Your 401(k) plan and your retirement income stream – know your numbers

2013

Under Section 105 of ERISA, as amended by the Pension Protection Act (PPA), defined benefit plans (traditional pensions) must provide a benefit statement every three years (with an annual notice alternative) while defined contribution plans (401k) that permit participant direction must provide the statement quarterly. However, individual account plans that do not allow participant direction must only provide the statement annually.

Accordingly, the Department of Labor is considering the following requirements in benefit statements:

1. A lifetime income illustration converting the participant’s current balance as if the participant (or beneficiary) had reached normal retirement age under the plan, even if he or she is much younger;
2. Another lifetime income illustration using a projected balance to normal retirement age, based on assumed future contribution amounts and investment returns;
3. Both income streams would be (1) presented as estimated monthly payments based on expected mortality, and (2) if the participant is married, include a projection based on the joint lives of the participant (or beneficiary) and spouse (based on a 50% survivor annuity); and
4. An “understandable explanation of the assumptions” behind the illustrations and a statement that projections and lifetime income stream illustrations are estimates and not guarantees.

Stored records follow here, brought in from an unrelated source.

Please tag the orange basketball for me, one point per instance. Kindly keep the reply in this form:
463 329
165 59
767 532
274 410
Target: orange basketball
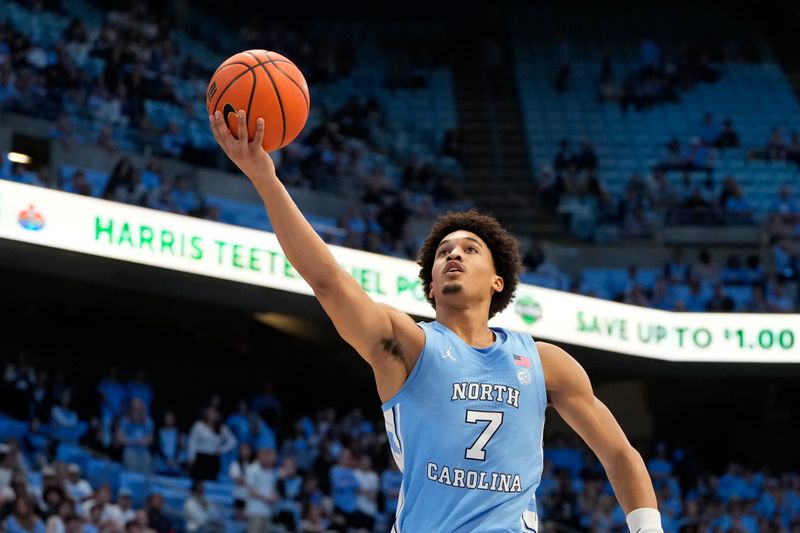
266 85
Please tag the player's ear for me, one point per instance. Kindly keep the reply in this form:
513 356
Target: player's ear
498 284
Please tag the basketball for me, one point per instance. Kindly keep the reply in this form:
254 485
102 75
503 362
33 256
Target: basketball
267 85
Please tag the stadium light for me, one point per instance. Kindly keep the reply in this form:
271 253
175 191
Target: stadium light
16 157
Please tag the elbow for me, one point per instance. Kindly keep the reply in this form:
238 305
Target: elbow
325 284
625 460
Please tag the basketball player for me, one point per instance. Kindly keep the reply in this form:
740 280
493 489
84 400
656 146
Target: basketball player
463 403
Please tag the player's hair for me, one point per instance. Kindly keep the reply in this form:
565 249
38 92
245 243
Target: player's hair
502 245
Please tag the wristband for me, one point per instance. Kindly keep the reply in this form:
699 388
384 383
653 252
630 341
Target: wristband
644 520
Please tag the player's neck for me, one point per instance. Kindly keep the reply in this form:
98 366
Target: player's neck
471 325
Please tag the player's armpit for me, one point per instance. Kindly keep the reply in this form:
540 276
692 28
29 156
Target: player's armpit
387 338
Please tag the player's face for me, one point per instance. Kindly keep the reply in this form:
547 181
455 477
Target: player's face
464 268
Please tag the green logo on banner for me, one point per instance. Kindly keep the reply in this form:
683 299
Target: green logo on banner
528 309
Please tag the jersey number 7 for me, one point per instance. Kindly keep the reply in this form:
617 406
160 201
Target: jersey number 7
476 452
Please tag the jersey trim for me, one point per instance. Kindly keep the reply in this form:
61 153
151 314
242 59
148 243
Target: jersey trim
404 390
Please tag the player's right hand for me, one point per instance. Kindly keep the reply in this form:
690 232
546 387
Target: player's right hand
250 157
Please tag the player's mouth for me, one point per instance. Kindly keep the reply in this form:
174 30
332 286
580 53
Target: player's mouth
453 267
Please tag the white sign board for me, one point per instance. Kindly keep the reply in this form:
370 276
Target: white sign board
149 237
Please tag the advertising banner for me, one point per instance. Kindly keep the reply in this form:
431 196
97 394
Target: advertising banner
128 233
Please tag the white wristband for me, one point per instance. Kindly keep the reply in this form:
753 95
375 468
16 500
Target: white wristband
644 520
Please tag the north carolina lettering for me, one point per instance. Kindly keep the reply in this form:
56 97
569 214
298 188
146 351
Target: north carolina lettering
474 479
486 392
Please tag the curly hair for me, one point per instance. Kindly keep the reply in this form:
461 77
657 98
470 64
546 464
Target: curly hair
502 245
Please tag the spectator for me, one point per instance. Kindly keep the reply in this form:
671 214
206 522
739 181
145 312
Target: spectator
664 195
774 150
183 197
23 519
57 521
778 298
200 515
64 421
728 138
261 479
64 132
103 514
236 472
793 148
121 177
697 299
314 520
105 140
78 488
344 488
737 208
720 302
564 156
170 447
290 492
586 158
208 440
135 435
125 503
757 302
138 387
696 156
140 523
173 140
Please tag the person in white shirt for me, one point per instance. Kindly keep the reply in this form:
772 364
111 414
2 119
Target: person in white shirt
125 503
110 514
79 489
208 440
262 481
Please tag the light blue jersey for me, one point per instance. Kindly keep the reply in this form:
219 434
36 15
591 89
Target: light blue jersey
466 431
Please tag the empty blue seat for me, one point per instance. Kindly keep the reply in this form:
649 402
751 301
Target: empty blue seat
73 453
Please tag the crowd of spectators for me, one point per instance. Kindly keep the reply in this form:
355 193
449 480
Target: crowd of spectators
647 202
703 285
324 472
347 148
663 73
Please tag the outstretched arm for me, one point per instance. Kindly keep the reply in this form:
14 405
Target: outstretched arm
571 394
386 338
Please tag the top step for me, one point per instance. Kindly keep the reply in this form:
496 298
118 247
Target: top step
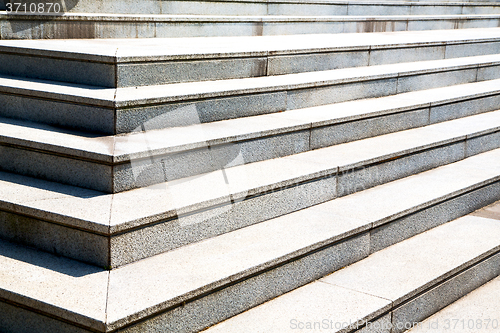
254 7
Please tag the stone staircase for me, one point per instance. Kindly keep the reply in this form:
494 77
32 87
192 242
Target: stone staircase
174 184
34 19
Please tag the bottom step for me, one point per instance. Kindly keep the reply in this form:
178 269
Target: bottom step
394 289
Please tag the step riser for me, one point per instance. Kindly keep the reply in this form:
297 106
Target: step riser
154 73
254 290
168 114
446 293
133 245
271 8
160 168
60 28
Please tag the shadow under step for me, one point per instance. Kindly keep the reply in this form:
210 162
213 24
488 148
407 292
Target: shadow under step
113 230
226 275
95 25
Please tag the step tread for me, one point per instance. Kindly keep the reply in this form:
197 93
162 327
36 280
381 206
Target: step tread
394 274
116 149
144 205
235 18
481 306
162 49
255 249
134 96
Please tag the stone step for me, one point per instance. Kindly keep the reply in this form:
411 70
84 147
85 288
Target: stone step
479 311
115 164
113 230
141 62
224 276
95 25
259 7
132 109
391 290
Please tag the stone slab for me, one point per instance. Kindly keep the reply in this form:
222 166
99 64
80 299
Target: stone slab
479 309
407 280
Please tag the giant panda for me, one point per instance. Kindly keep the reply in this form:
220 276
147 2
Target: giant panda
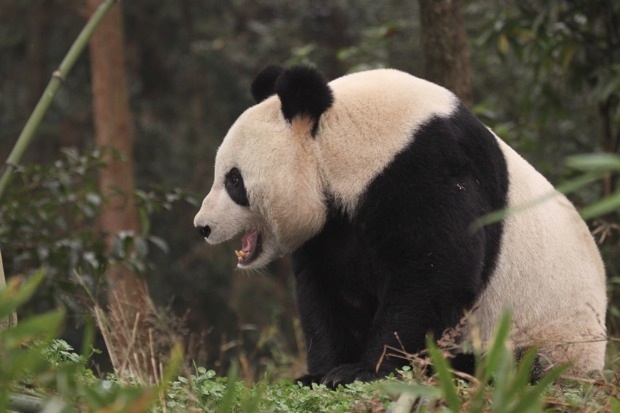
371 182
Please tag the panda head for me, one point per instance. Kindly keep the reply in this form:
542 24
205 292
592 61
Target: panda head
267 184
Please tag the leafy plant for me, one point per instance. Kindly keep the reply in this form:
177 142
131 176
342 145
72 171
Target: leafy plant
501 384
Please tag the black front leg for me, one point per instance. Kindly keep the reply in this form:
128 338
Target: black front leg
335 297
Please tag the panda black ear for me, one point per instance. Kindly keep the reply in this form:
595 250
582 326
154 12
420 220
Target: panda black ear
264 84
303 91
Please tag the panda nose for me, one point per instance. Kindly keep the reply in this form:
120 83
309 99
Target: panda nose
204 231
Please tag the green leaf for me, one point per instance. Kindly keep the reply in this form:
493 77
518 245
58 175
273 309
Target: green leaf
228 399
446 378
15 293
531 398
594 162
498 347
42 326
418 390
605 205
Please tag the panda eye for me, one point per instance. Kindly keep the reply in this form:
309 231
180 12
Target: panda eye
233 182
233 178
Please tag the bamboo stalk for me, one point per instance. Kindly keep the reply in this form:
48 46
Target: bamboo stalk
25 137
58 77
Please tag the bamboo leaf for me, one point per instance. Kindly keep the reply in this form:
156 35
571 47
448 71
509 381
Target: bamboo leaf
446 378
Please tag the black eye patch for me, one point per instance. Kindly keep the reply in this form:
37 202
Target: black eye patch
233 182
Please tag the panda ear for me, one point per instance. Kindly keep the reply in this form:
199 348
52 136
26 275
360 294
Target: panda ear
263 85
303 91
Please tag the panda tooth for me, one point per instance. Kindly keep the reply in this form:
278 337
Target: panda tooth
240 255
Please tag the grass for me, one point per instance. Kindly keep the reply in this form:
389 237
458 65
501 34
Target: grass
38 372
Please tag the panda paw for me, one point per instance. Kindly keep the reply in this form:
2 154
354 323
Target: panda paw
308 379
348 373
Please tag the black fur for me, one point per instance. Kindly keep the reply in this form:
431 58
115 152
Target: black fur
407 264
303 92
233 182
263 85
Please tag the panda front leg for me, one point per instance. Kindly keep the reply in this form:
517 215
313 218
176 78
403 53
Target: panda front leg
335 323
401 323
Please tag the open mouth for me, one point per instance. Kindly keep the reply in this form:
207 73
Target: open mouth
250 247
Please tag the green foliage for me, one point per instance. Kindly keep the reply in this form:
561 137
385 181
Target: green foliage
17 359
49 220
501 384
33 362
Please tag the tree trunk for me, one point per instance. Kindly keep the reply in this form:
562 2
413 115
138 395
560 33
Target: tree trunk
444 41
128 297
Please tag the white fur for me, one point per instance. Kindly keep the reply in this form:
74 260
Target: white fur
549 274
549 271
287 172
359 147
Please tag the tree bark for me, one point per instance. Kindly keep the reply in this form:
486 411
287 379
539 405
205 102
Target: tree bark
128 297
444 40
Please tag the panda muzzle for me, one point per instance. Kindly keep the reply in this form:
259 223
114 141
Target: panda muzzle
250 247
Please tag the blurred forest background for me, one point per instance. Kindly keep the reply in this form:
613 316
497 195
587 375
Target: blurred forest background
545 74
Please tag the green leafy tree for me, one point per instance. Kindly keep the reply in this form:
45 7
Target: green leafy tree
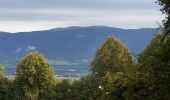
154 67
35 79
112 57
166 10
4 84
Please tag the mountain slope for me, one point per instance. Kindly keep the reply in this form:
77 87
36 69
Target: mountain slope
68 46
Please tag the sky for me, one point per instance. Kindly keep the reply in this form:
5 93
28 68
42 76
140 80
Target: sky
33 15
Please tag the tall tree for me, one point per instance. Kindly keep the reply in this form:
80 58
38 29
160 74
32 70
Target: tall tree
154 67
35 78
4 84
166 10
112 57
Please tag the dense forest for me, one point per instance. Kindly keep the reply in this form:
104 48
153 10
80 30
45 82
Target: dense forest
114 74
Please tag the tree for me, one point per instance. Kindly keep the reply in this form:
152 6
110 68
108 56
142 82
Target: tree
154 67
4 84
112 57
166 10
35 79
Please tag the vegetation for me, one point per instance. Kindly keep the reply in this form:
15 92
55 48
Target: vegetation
113 75
112 57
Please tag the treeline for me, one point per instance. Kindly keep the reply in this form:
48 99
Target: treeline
114 74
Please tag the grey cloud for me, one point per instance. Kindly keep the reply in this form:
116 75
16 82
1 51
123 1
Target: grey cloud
80 4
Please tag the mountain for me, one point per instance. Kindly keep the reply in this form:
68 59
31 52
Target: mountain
69 50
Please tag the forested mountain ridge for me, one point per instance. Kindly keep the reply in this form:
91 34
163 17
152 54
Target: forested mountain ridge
68 46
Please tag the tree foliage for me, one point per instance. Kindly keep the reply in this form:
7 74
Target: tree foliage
34 79
112 57
165 10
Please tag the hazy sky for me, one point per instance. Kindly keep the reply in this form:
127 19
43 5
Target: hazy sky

The move toward providing this information is important because the most difficult task Americans with defined contribution plans have is determining their realistic income stream during a long retirement. The most secure way to do that is through an annuity. However, there is understandable reluctance to turn over ones life savings to an insurance company. That means the task falls on the individual who may have no idea of the potential income possibilities from an account balance.

For example, a male age 65 with $1,000,000 to invest may expect an annuity with no inflation adjustment and no survivor benefit of about $5544.00 per month. Providing a 100% survivor annuity to a spouse the same age provides a monthly income of $4527.

If this type of information is provided regularly to workers it may serve to improve retirement planning and expectations and hopefully encourage higher saving rates.